Ohm’s Law and the Electric Power

Ohm’s Law relates in one equation the voltage, the current and resistance. Resistance = resistor’s value.

A more complete expression of Ohm’s Law is achieved using the electric power formula. Using the known formula of power: P = VxI, (Power = voltage x current), and its variants: V = P/I and I = P/V, additional formulas are obtained.

These new equations allow us to obtain the values of power, voltage, current and resistance, with only two of the four variables.

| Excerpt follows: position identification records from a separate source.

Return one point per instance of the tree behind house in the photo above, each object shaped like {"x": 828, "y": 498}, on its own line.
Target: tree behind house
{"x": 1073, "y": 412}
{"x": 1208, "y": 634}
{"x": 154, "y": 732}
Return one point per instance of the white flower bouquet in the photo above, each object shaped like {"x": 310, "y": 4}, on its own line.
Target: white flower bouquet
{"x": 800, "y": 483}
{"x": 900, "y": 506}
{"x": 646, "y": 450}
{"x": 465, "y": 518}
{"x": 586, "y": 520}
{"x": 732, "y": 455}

• Solving for P, we get: P = V²/R, P = I² x R, P = V x I (watts)
• Solving for I, we get: I = V/R, I = P/V, I = (P/R)^1/2 (amps)
• Solving for R, we get: R = V/I, R = V²/P, R = P/I² (ohms)
• Solving for V, we get: V = (PxR)^1/2, V = P/I, V = IxR (volts)

The following diagram shows a complete summary of the formulas, arranged so that it is easier to memorize.

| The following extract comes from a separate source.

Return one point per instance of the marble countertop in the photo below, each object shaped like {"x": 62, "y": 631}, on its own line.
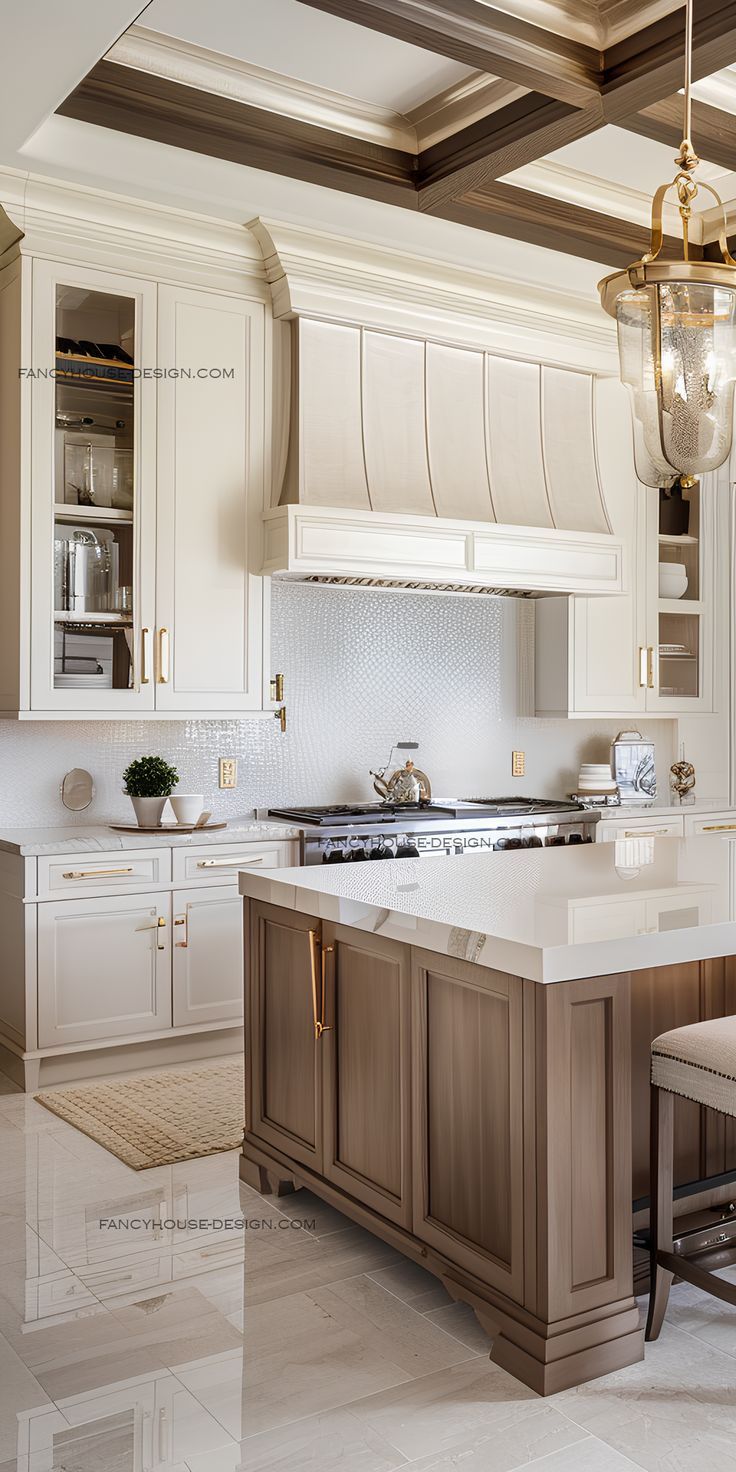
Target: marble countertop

Note: The square root = ( )^1/2.

Problem: Find the power disipated on the resistor R = 6 ohms connected to a battery of 12 volts.

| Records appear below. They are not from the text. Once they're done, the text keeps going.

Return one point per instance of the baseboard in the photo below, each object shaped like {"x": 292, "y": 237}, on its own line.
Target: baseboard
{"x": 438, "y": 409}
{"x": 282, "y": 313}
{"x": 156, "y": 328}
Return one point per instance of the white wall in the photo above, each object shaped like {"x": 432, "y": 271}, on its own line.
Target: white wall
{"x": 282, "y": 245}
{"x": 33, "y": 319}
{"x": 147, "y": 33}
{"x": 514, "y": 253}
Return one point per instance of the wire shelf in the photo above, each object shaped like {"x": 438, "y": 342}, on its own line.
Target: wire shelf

1- Solving the problem using the formula: P = I²xR

The electric current flowing through the circuit is: I = 12 volt/6 ohms = 2 amperes. We can obtain the power disipated on heat on the resistor using the formula: P = I²xR = 2²x6 = 24 watts

2 – Solving the problem using the formula: P = V x I

We can find the power on the resistor using the formula: P = VxI = 12 x 2 = 24 watts

3 – Solving the problem using the formula: P= V²/R

In the same way, we can find the power on the resistor using the formula: P = V²/R = 12² / 6 = 24 watts. Using this formula, you don’t need to find the current flowing through the circuit.